E o pior ainda: essa realidade tem sido mais dura para as mulheres negras, da periferia, a maioria mantenedora única de suas famílias.  A face mais cruel desse cenário no Brasil é o feminicídio, o assassinato de mulheres cometido por razões de gênero. Com base em dados internacionais de 2015, a Organização Mundial de Saúde (OMS) revela que o Brasil ocupava a trágica quinta colocação mundial no ranking de taxa de homicídio de mulheres entre as nações de todo o mundo.

Um relatório mais recente do Fórum Brasileiro de Segurança Pública (Anuário Brasileiro da Segurança Pública) registou 1.350 casos de feminicídio no Brasil em 2020, número ainda maior que o de 2019. Ocorre um caso de feminicídio a cada seis horas e meia no Brasil. Apesar de ser um dado nacional, merece destaque o alto crescimento de casos, especialmente em quatro unidades da federação: Mato Grosso (57%), Roraima (44,6%), Mato Grosso do Sul (41,7%) e Pará (38,95%).

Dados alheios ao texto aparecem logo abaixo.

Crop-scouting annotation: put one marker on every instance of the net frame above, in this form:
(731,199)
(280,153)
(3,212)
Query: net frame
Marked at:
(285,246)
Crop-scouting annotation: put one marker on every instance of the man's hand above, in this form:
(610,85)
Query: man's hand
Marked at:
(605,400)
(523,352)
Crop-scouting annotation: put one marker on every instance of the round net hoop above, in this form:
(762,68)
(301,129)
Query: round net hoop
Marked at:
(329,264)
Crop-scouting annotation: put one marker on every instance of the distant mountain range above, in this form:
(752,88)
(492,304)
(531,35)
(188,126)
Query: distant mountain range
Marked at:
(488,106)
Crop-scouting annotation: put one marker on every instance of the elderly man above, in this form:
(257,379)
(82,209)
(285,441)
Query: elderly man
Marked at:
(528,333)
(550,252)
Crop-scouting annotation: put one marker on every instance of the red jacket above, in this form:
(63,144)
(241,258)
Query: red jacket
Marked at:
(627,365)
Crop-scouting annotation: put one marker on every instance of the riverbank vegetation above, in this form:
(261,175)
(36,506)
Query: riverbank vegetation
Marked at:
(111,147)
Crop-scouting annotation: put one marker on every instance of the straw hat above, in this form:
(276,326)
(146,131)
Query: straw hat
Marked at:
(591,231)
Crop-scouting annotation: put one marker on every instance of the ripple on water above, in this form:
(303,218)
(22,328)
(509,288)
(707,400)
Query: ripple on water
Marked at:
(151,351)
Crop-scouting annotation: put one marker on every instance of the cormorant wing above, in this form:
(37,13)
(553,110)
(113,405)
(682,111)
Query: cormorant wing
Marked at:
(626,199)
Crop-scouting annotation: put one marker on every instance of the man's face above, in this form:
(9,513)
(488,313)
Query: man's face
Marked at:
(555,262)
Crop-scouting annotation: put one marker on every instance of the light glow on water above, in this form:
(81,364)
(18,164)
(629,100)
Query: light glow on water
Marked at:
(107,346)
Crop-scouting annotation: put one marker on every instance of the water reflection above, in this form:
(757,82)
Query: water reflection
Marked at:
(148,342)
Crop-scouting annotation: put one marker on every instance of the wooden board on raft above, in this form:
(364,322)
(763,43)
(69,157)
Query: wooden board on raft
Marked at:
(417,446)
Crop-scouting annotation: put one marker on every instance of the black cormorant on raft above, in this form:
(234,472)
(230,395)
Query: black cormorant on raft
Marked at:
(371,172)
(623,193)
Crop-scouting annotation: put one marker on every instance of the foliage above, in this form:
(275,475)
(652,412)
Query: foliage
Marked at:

Além disso, esse relatório revela que três a cada quatro vítimas de feminicídio eram jovens mulheres, com idades entre 19 e 44 anos. Aproximadamente 62% dessas mulheres eram negras. Mais da metade das vítimas foram mortas em casa. E o agravante, que merece toda a atenção: o agressor é quase sempre uma pessoa do círculo de relação pessoal da vítima. Cerca de 82% dos assassinos eram companheiros ou ex-companheiros das vítimas.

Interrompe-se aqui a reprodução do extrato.